その後の展開であるが、朴大統領のスキャンダルは、収束するどころか、ますます泥沼にはまって行く状況である。今回のスキャンダルは、10月24日のJTBCテレビ局の機密情報漏洩の報道から火を噴いたが、その後次々と新疑惑が浮上している。今までデマとして揉み消されていた疑惑が次々に明るみにでて、国民は憤りを超え、無力感に陥っている。朴大統領の40年来の知人である崔順実(チェ・スンシル)容疑者は、機密情報漏洩だけでなく、大臣の人事、外交、軍事などありとあらゆることに介入した痕跡があり、朴大統領を操り人形のようにしてきたことに、国民は激怒している。利権のことだけならある程度理解はできるが、国民が預けた大事な国家権力を、何の見識もない民間人に委ね、大統領自らが法律を形骸化させたことに国民は怒り心頭である。すでに支持率は5%を切るほど信頼を失っているが、これは失政による支持率下落とはまだ性格が違うので、今回はこのままでは収拾できない。大統領の言うことは勿論、検察など権力機構自体に対する不信感が高まっている。

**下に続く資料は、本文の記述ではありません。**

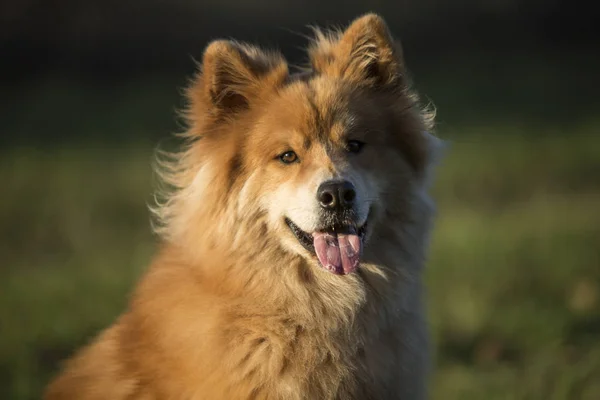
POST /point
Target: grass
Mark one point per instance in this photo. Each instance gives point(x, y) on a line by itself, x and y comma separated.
point(514, 277)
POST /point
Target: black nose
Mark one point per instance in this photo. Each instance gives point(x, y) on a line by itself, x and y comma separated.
point(336, 195)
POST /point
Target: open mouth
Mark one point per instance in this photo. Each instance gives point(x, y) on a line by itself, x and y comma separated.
point(337, 248)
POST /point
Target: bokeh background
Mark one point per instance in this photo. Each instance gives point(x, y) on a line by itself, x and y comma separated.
point(89, 89)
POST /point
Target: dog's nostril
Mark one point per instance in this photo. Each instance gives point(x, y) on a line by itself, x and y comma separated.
point(327, 198)
point(336, 194)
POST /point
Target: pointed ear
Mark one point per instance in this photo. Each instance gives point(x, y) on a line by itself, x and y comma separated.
point(234, 75)
point(364, 53)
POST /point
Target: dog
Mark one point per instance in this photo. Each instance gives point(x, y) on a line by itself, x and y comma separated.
point(294, 235)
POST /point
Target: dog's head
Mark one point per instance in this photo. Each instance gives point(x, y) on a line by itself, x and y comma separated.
point(320, 160)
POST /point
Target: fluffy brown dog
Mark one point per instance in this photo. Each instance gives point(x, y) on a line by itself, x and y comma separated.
point(294, 237)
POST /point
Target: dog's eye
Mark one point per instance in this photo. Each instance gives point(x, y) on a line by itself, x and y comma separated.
point(288, 157)
point(354, 146)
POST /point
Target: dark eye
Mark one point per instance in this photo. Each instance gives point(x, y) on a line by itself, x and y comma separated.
point(354, 146)
point(288, 157)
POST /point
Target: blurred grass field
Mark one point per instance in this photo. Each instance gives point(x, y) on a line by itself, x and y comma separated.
point(514, 277)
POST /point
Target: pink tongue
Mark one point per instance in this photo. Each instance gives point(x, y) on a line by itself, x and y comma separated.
point(338, 252)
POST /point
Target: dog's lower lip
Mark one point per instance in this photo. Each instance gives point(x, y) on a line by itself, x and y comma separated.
point(306, 239)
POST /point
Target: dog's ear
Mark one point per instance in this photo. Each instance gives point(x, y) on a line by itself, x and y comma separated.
point(364, 53)
point(233, 75)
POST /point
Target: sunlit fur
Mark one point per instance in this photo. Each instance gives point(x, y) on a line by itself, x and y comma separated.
point(233, 307)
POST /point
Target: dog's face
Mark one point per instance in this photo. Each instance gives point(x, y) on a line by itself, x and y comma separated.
point(323, 156)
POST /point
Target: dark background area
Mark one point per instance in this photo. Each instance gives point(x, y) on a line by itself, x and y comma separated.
point(90, 88)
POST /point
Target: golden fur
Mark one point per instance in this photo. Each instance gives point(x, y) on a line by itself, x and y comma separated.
point(232, 306)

今日も韓国史上最大規模の退陣要求デモが予定されている。予想人数は200万名で、その中には、地方から農業用トラクターで上京している農民もいる。農民たちは、朴大統領がこのまま国民の意思を無視するなら、力ずくでも引き降ろすしかないと言っている。抗議集会は前回までは家族連れも多く、学生やデート族も参加する平和的な集会であったが、今回は朴大統領の居座りは絶対許さないという抗議集会になる可能性が高いので、デモ隊と警察との衝突も懸念されている。大統領府では、検察が朴大統領を参考人ではなく、被疑者扱いをしていること、告訴状に共謀として記載したことに反発し、検察の聴取に一切応じないとしている。国民はこのような大統領の態度の豹変にも憤慨し、退陣要求を強めている。
そもそもなぜこのようなことが起きてしまったのか。保守陣営を代表するマスコミである朝鮮日報と、大統領府の権力闘争の過程で、崔順実スキャンダルに発展したという。朝鮮日報は韓国を代表する新聞社で、保守陣営の筆頭で、今回の政権誕生にも貢献している。しかし、朴大統領は国政運営において、失政を繰り返し、特に人事の面では、失敗ばかりをしてきたので、朝鮮日報では朴大統領を見切って、このような戦いになったのではないかという推測が行き交っている。まだ韓国のマスコミにも報道されていない内容なので、ここでは割愛するが、朝鮮日報と大統領府が互いを攻撃するためいろいろと調べる中で、スキャンダルの中心人物である崔順実容疑者のことがマスコミに流れ、思わぬ展開に拡大したとされる。